Specialised roles get even deeper pre-assessments to evaluate readiness for targeted training programs—only those who clear advanced SQL, for example, move forward, while others are given tailored recommendations to close gaps, ensuring they are prepared for future opportunities.
Beyond onboarding, LatentView Analytics uses AI-driven platforms to design individualised learning paths based on skill levels, interests, and career goals. Employees learn at their own pace, focusing only on what matters to them.
AI-Powered Simulations
For first-time managers, LatentView Analytics runs a blended program called Rise. It combines virtual and in-person training with AI-powered simulations, enabling managers to practice real-world scenarios such as giving feedback or handling conflicts. AI provides instant feedback, letting them build confidence before applying the skills on the job.
The company also uses AI simulations to train employees in leadership and communication. These gamified environments let them experiment and fail safely while receiving real-time feedback.
In technical areas, LatentView Analytics reached Databricks Elite Status by upskilling over 200 employees in just three months, with nearly a third of them leading major projects that boosted client acquisition by 15%.
Building GCCs with AI Sensitivity
The company also helps Fortune 500 firms set up global capability centres (GCCs), where the challenge extends beyond technical skills to cultural nuance. “Different countries, different cultural backgrounds, different sensitivities. These are more than technology. They are human nuances,” Thottathil said, underscoring how AI literacy now cuts across HR, finance, IT, and even admin. “Without AI literacy, it’s going to be tough for any department to function.”

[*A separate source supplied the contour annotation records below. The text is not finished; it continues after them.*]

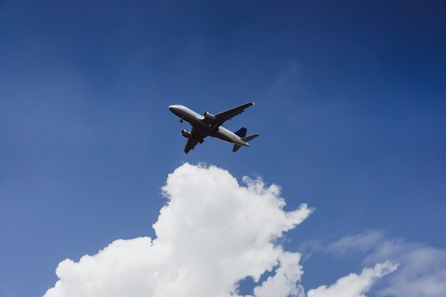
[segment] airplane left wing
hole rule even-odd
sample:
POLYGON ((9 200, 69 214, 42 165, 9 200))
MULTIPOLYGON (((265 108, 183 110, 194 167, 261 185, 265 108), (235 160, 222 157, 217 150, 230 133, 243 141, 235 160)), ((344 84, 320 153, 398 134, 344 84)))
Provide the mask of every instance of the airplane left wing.
POLYGON ((198 137, 192 137, 187 139, 187 142, 186 142, 186 146, 185 147, 185 152, 187 154, 190 150, 193 150, 197 143, 198 137))
POLYGON ((248 103, 245 103, 242 105, 237 106, 237 108, 232 108, 229 110, 224 111, 220 113, 217 113, 214 115, 216 121, 217 122, 217 127, 222 125, 224 122, 228 120, 232 119, 237 115, 243 113, 245 109, 248 108, 249 106, 254 105, 254 103, 249 102, 248 103))
POLYGON ((193 150, 198 142, 202 143, 203 142, 203 138, 207 136, 205 134, 197 133, 197 131, 194 131, 193 127, 190 132, 192 133, 192 137, 188 138, 187 142, 186 142, 186 146, 185 147, 185 152, 186 154, 187 154, 190 150, 193 150))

Sethuraman frames this as LatentView’s edge. “If a Fortune 500 company needs to build a complete AI-literate team, it has to start from scratch. We are a few steps ahead,” he said.
Sethuraman observes clear productivity improvements already. “If it took 100 units of effort three years ago, today it’s happening with only 60 or 70,” he said. Coding, in particular, has experienced a significant impact.
But the CEO also warns against overreliance on probabilistic models. “Not all real-world problems are probabilistic. Enterprises are often worried that you are bringing a probabilistic approach to a deterministic problem.”
To address this, companies are adding contextual layers like RAG models and smaller reasoning systems to reduce hallucinations.
The Three Layers of Training
LatentView Analytics structures its AI upskilling into three buckets.
First, boosting personal productivity with tools like LLMs. Second, training on client-facing problem-solving and AI architecture. Third, navigating the flood of AI options across data layers, models, and agents.
Much of this experimentation and R&D feeds into its AI Centre of Excellence, which the company set up to consolidate learnings. Both leaders are wary of certifications that don’t match real-world work.
Thottathil calls most of them “acknowledgements” rather than proof of capability, while Sethuraman points out that certifications are often tied to specific platforms. LatentView instead focuses on curated, relevant programmes that empower its own teams to help clients optimise returns on their AI investments
The message is blunt. Companies that don’t invest in AI literacy risk being left behind. The workforce divide will not be between humans and machines, but between those who adapt and those who don’t.